Abclisy
commented
1 year ago Hello, thank you for reaching out to us. For the 'top developmental genes,' I guess what you meant is to find genes of interest. We could use the loss to identify well-trained genes. Probably you can plot a density plot of loss scores for all genes and extract the genes with the lowest training loss scores as shown in Fig. 3C. The code below is an example of displaying the density of loss. You can also filter genes by loss in the second function (filter_gene_by_loss) below.

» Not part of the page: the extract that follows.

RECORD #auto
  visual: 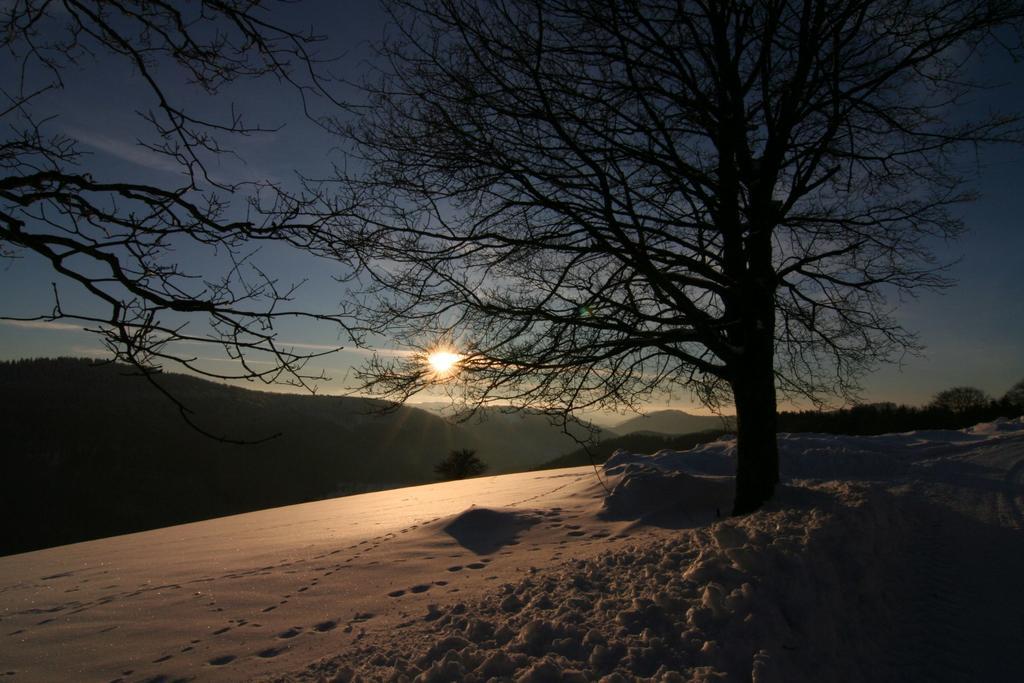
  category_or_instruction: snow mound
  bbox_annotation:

def plt_loss_density(df,hist=False):
loss_summary=df[['gene_name','loss']].drop_duplicates()
import seaborn as sns
sns.distplot(loss_summary['loss'],
hist=hist,
kde=True,
bins=50,
color = 'black',
kde_kws={'linewidth': 4}
)
plt.xlim(0,None)
plt.show()
return(loss_summary)
def filter_gene_by_loss(df,
loss_larger_than=0,
loss_smaller_than=None):
loss_summary=df[['gene_name','loss']].drop_duplicates()
loss_summary=loss_summary[loss_summary.loss>loss_larger_than]
if loss_smaller_than is not None:
loss_summary=loss_summary[loss_summary.loss<loss_smaller_than]
df=df[df.gene_name.isin(loss_summary.gene_name)].reset_index(drop=True)
return(df)
cd_path='cellDancer_estimation.csv'
cellDancer_df=pd.read_csv(cd_path)
# compute cell velocity, if already have, skip this step
cellDancer_df=cd.compute_cell_velocity(cellDancer_df=cellDancer_df,
projection_neighbor_choice='gene',
expression_scale='power10',
projection_neighbor_size=10,
speed_up=(100,100))
# estimate pseudotime, if already have, skip this step
import random
# set parameters
dt = 0.05
t_total = {dt:int(10/dt)}
n_repeats = 10
cellDancer_df = cd.pseudo_time(cellDancer_df=cellDancer_df,
grid=(30,30),
dt=dt,
t_total=t_total[dt],
n_repeats=n_repeats,
speed_up=(100,100),
n_paths = 3,
# plot_long_trajs=True,
psrng_seeds_diffusion=[i for i in range(n_repeats)],
n_jobs=8)
# plt loss density
loss_sum=plt_loss_density(cellDancer_df)
# filter by loss of gene
cellDancer_df_filtered=filter_gene_by_loss(cellDancer_df,
loss_smaller_than=0.2)
loss_sum_filtered_gene=plt_loss_density(cellDancer_df_filtered)
Then, you can obtain a heatmap of splice reads as the code shown below.
def heatmap_by_time(df,heatmap_value='splice'):
onegene=df[df.gene_name==df.gene_name[0]]
pseudotime_sort=onegene[['cellIndex','pseudotime']].sort_values('pseudotime')
cellDancer_df_splice_heat=df.pivot(index='gene_name',columns='cellIndex',values=heatmap_value)
cellDancer_df_splice_heat_by_time=cellDancer_df_splice_heat[pseudotime_sort.cellIndex]
return(cellDancer_df_splice_heat_by_time)
splice_heatmap=heatmap_by_time(cellDancer_df_filtered,heatmap_value='splice')
splice_heatmap.to_csv('splice_heatmap.csv')# https://software.broadinstitute.org/morpheus/ or any tool you like could be used for further analysis.Another way to obtain genes of interest as shown in Fig. 2E is to filter by the r square between the expression vs pseudotime and the kernel regression curve.
scVelo uses anndata as their data format. To transfer from pandas.DataFrame,to_dynamo() could be used to transfer.
Hope the answers will help you. Please don't hesitate to contact us if you have any questions. Thank you!
sup27606
Dear developer, I have calculated kinetic rates and pseudo times using cellDancer. Now I would like to do further analysis, i.e. find the top developmental genes and plot them in a heat map as function of pseudo time. I didn't see any function in cellDancer to do this (is it possible?).
The other alternative is to feed the kinetic parameters into scvelo annData, which can estimate likelihoods on a gene basis to identify the top developmental genes. I was wondering, how to export the output from cellDancer into scvelo annData object. I already have a scvelo annData of the same system and can replace the relevant data slots. I just need to know which slots to update with cellDancer values. Thank you so much.